Dass die Aufmerksamkeit für die Untersuchung des G8-Gipfels nachgelassen hat, ist nicht zuletzt eine Folge des Kriegs in Afghanistan. Und so bleibt Francesco Collucci der Einzige, der ernsthafte Konsequenzen zu tragen hat. Andreassi und La Barbera, die zusammen mit Colucci entlassen wurden, sind rehabilitiert. Andreassi wurde kürzlich sogar zum stellvertretenden Direktor des Inlandsgeheimdienstes (Sisde) ernannt, La Barbera zur Nummer zwei des Cesis, der Koordinationsbehörde der zivilen und militärischen Geheimdienste.

Für Colucci hingegen gibt es keine Gnade. Schuld daran ist allerdings nicht seine katastrophale Einsatzleitung vor Ort, sondern sein Angriff auf den Chef der Polizei, Gianni de Gennaro, vor dem parlamentarischen Untersuchungsausschuss zu den Ereignissen von Genua. Colucci erklärte, seine Behörde sei von den aus Rom geschickten Beamten faktisch entmachtet worden.
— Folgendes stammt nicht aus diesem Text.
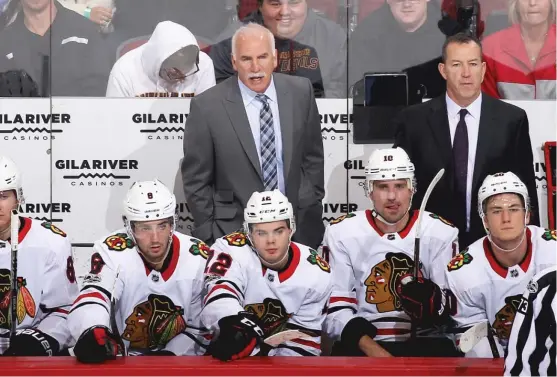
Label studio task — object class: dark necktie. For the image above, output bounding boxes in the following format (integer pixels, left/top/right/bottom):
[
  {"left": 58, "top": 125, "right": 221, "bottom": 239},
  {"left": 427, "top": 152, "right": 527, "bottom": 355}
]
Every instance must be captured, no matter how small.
[{"left": 453, "top": 109, "right": 468, "bottom": 229}]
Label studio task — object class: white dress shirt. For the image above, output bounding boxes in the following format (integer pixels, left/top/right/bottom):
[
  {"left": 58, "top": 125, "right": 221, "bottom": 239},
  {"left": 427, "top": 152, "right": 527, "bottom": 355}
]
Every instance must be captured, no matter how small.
[
  {"left": 238, "top": 78, "right": 286, "bottom": 195},
  {"left": 445, "top": 93, "right": 482, "bottom": 232}
]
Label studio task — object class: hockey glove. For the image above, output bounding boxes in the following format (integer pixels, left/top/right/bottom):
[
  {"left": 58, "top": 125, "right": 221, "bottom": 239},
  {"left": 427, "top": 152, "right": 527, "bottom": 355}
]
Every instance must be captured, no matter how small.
[
  {"left": 210, "top": 312, "right": 263, "bottom": 361},
  {"left": 396, "top": 274, "right": 456, "bottom": 327},
  {"left": 4, "top": 328, "right": 60, "bottom": 356},
  {"left": 73, "top": 326, "right": 118, "bottom": 363}
]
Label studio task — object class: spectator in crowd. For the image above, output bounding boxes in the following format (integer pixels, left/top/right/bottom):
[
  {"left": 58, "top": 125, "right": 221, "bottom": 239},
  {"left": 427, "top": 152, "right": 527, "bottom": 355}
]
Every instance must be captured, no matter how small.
[
  {"left": 182, "top": 24, "right": 325, "bottom": 248},
  {"left": 482, "top": 0, "right": 556, "bottom": 100},
  {"left": 0, "top": 0, "right": 110, "bottom": 96},
  {"left": 106, "top": 21, "right": 215, "bottom": 97},
  {"left": 209, "top": 0, "right": 346, "bottom": 98},
  {"left": 58, "top": 0, "right": 115, "bottom": 27},
  {"left": 0, "top": 70, "right": 39, "bottom": 97},
  {"left": 393, "top": 33, "right": 539, "bottom": 249},
  {"left": 348, "top": 0, "right": 445, "bottom": 90},
  {"left": 108, "top": 0, "right": 228, "bottom": 42}
]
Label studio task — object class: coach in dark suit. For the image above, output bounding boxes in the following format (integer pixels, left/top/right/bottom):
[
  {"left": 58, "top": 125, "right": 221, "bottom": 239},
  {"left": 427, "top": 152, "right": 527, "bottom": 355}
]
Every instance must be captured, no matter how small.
[
  {"left": 395, "top": 34, "right": 539, "bottom": 249},
  {"left": 182, "top": 24, "right": 324, "bottom": 247}
]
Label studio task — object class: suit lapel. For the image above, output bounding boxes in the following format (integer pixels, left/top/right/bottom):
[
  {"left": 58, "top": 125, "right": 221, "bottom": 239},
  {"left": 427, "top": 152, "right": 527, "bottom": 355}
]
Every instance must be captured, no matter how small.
[
  {"left": 273, "top": 75, "right": 294, "bottom": 182},
  {"left": 223, "top": 76, "right": 263, "bottom": 181},
  {"left": 429, "top": 96, "right": 452, "bottom": 166},
  {"left": 472, "top": 94, "right": 497, "bottom": 192}
]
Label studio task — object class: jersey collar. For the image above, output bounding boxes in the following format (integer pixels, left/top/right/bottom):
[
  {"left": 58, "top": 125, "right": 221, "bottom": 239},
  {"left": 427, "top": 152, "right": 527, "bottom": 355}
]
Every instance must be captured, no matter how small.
[
  {"left": 483, "top": 228, "right": 532, "bottom": 279},
  {"left": 139, "top": 234, "right": 180, "bottom": 281},
  {"left": 366, "top": 209, "right": 420, "bottom": 238},
  {"left": 7, "top": 216, "right": 33, "bottom": 244},
  {"left": 261, "top": 242, "right": 301, "bottom": 283}
]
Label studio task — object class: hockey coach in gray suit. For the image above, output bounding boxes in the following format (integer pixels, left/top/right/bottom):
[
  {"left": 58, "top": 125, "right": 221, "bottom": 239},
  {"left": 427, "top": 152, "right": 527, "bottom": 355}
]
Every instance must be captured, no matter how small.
[{"left": 182, "top": 24, "right": 325, "bottom": 248}]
Auch Vincenzo Canterini, der Chef der römischen Sondereinheit Celere, die für die Misshandlungen in den Schulen Diaz und Pertini verantwortlich gemacht wird, kam ohne ein Disziplinarverfahren davon. Mittlerweile ist er ein hoher Funktionär der Consap, einer rechts stehenden Polizeigewerkschaft. In dieser Eigenschaft hält er Vorträge in Polizeikasernen in ganz Italien, vor den Richtern scheint er keine Angst zu haben.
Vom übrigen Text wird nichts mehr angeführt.